Today Johnson opened with a full apology for the behavior of his staff who were filmed laughing at an anti-lockdown party. This probably earned him some credit with his backbenchers, and it made the subsequent trade a little easier than it otherwise would have been. The other obvious option (see 9:38 am) would have been much worse.

But that’s about all that can be said about his scheme, as he failed the sincerity / credibility test. This morning I suggested that Johnson could either confess and apologize or blame others for something he was not aware of. At PMQ, he combined the two approaches. His apologies were of the Irish famine type; what happened was horrible, and he apologizes wholeheartedly, but that apology is severed from responsibility, because others were to blame. Regarding responsibility, he made it clear that he had sought reassurance that no rule was broken and that he had been given some. He also announced an investigation, which may well allow him to report in the future that “alas” he was misled. The junior heads may well have to roll.

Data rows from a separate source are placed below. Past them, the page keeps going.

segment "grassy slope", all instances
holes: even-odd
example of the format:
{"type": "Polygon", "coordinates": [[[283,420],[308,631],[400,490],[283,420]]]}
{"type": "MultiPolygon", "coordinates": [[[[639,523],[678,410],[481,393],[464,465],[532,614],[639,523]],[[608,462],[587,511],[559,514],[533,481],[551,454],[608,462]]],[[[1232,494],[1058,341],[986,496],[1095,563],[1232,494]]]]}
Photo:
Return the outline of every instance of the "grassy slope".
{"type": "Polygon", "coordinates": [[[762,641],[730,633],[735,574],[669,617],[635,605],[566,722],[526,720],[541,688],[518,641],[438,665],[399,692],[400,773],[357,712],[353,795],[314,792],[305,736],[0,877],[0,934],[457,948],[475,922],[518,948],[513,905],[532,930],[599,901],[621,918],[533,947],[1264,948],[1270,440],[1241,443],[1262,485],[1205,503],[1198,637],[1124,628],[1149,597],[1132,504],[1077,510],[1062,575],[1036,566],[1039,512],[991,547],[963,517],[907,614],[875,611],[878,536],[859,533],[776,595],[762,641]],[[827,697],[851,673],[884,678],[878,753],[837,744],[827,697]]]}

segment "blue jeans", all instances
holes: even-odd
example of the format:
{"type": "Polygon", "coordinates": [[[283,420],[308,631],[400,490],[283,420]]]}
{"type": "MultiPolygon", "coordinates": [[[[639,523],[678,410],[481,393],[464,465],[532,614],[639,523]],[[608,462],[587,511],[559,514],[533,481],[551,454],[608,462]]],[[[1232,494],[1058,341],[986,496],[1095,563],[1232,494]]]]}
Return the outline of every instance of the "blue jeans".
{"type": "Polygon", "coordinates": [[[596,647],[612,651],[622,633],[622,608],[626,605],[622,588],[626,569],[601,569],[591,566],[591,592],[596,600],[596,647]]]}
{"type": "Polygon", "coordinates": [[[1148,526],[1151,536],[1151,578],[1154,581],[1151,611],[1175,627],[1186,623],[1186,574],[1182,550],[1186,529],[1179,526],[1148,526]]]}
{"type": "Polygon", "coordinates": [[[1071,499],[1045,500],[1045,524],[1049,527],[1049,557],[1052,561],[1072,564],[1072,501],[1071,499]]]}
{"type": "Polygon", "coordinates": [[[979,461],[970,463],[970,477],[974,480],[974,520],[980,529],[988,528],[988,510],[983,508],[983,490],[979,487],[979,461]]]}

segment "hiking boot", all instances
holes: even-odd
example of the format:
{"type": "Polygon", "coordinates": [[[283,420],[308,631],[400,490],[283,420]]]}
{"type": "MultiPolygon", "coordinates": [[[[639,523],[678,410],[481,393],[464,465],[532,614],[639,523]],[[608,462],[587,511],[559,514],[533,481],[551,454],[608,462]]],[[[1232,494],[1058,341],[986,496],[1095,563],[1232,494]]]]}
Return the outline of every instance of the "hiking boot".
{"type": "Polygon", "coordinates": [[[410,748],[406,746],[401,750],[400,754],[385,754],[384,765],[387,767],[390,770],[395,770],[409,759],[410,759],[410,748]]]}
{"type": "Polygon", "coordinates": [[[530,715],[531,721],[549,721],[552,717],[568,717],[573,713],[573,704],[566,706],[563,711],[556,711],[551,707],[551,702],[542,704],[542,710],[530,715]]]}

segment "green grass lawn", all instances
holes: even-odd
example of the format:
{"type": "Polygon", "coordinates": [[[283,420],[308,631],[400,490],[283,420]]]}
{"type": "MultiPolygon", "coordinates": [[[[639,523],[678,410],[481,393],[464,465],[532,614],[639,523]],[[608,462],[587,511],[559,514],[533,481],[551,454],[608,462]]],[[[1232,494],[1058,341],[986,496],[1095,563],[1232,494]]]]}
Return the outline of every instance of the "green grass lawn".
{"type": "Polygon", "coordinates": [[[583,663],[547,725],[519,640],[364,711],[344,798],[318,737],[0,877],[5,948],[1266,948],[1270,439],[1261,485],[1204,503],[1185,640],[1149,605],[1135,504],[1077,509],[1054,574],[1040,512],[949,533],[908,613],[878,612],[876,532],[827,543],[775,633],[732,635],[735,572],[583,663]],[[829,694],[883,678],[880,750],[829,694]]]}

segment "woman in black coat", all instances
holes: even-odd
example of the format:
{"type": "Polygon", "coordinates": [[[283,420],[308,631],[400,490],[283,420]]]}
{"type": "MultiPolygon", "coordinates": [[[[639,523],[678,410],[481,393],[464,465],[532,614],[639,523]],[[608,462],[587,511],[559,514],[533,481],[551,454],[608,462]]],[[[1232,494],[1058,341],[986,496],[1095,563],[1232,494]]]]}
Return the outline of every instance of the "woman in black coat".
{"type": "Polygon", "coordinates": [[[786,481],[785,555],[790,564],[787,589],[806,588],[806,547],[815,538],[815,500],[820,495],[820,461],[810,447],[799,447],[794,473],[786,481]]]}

The problem with this, of course, is that the idea that Johnson (the most anti-lockdown and rule-averse member of government) was being kept in the dark about the anti-lockdown parties by dozens of employees fearing his answer is implausible. . Starmer made this point very effectively, with humor and moral force. He even managed to pray to help the queen.

Her Majesty The Queen was seated alone when she marked the passing of the man she had been married to for 73 years. Leadership, sacrifice – this is what gives leaders the moral authority to lead. Does the Prime Minister think he has the moral authority to lead and to ask the British people to play by the rules?

Subsequently, during points of order, a Conservative member complained about this reference to the queen, which is not normally discussed during parliamentary business. The President gave him a brief delay, and the exchange suggests that Starmer has struck a chord.

Johnson made matters worse for himself by accusing Starmer of playing politics with the problem. He would have been better off repeating the apology line six times, but on his third response to Starmer, he seemed tired of apologizing and instead brought up the accusation of “playing politics.” Even at the best of times, this is a weak political line of attack (this only ever impresses ultra-partisans, who will support you anyway) and a day when Johnson appears to be planning a cat slaughter. on a scale so blatant that even his backbenchers noticed (see 11:18 and 12:40), it seemed even less appropriate.